To compare +/- drug treatment, the following procedure was undertaken:
1. NGS: Mapping → Bowtie2
2. NGS: RNA Analysis → Cufflinks
a. SAM or BAM file of aligned RNA-Seq reads: Bowtie2: Aligned Reads
b. A reference annotation and reference sequence data was utilized
c. Bias Correction and multi-read correct were performed
d. Reference sequence data
3. NGS: RNA Analysis → Cuffmerge
a. GTF file produced by Cufflinks: Cufflinks output file for sample of interest (Replicate #1_assembled transcripts)
b. GTF file produced by Cufflinks: 2nd Cufflinks output file for sample of interest (Replicate #2_assembled transcripts)

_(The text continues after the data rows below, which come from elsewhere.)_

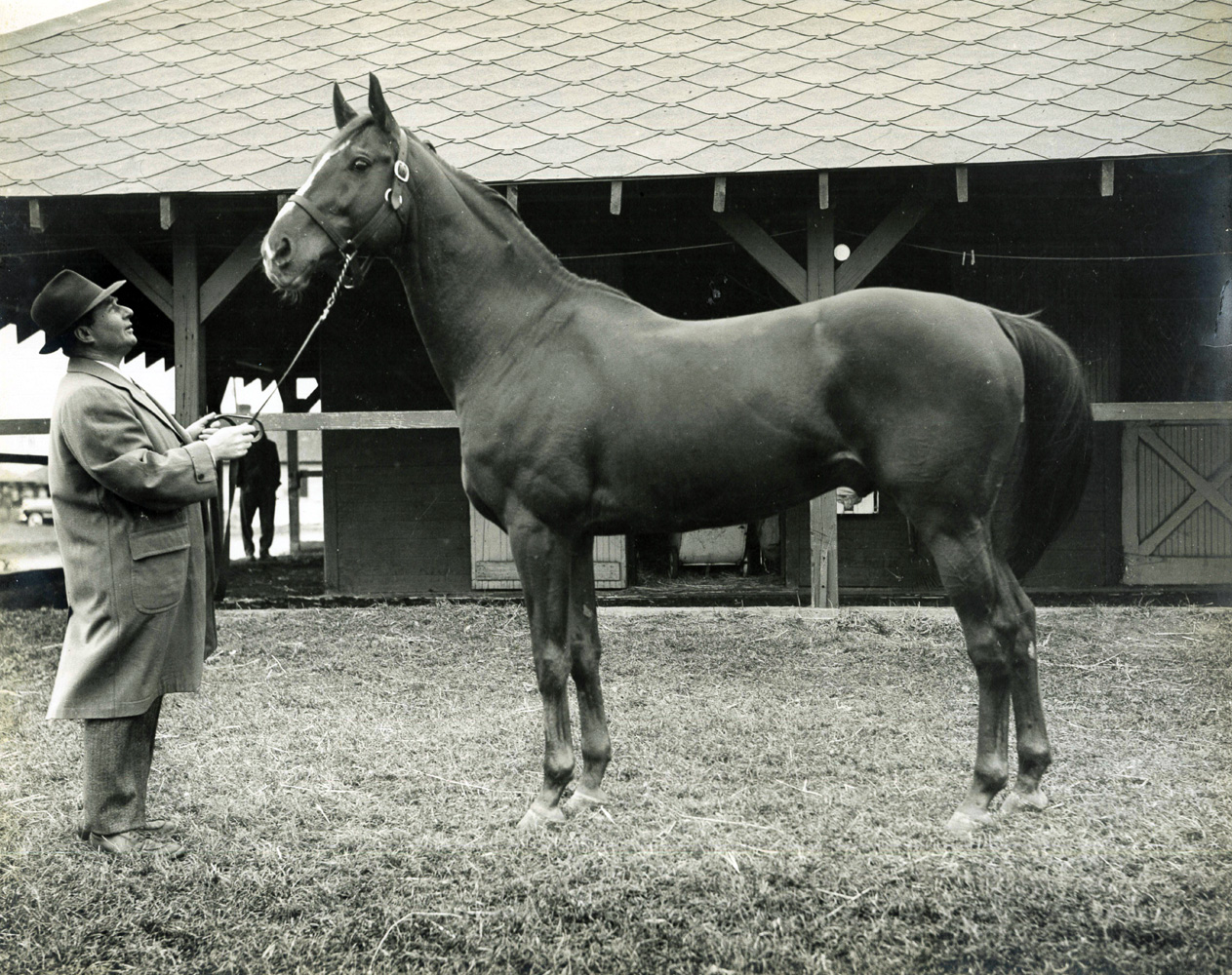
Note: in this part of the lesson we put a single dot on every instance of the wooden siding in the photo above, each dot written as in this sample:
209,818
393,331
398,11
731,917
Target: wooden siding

c. A reference annotation and reference sequence data was utilized
4. NGS: SAM Tools → Merge BAM Files
5. NGS: RNA Analysis → Cuffcompare compare
a. GTF file produced by Cufflinks: 1 Cuffmerged_Combined transcripts.gtf
b. GTF file produced by Cufflinks: 2 Cuffmerged_Combined transcripts.gtf
c. A reference annotation and reference sequence data was utilized
6. NGS: RNA Analysis → Cuffdiff find significant changes in transcript expression, splicing, and promoter use
a. Transcripts: Cuffcompare_Combined transcripts.gtf
b. Perform replicate analysis: No
c. SAM or BAM file of aligned RNA-Seq reads: merged bam (drug treatment (-))
d. SAM or BAM file of aligned RNA-Seq reads: merged bam (drug treatment (+))
e. A reference annotation and reference sequence data was utilized
Steps #3-4 were done using each pair of sample replicates (e.g., A1- & A2-; B1- & B2-; etc.). In step #5, the Cuffmerge files for + and – drug treatment were compared (e.g., (A1(-)+A2(-)) vs. (A1(+)+A2(+)), which produced a combined transcripts.gtf file that was input into step #6, Cuffdiff.
Does this appear to be the correct work-flow to be able to compare the two groups (+/- drug treatment)? The output for Cuffdiff gene differential expression testing shows there are no significant differences between the groups; however, examining the fold change, along with the visual inspection of the alignment data using IGV, there are significant differences. I am concerned the above workflow may be “averaging-out” the significant differences.
I considered utilized the replicate analysis option in Cuffdiff; however, I was confused as to what the correct transcript input file would be to allow for a non-biased analysis.
Any suggestions or feedback would be greatly appreciated! Thank you advice for your time!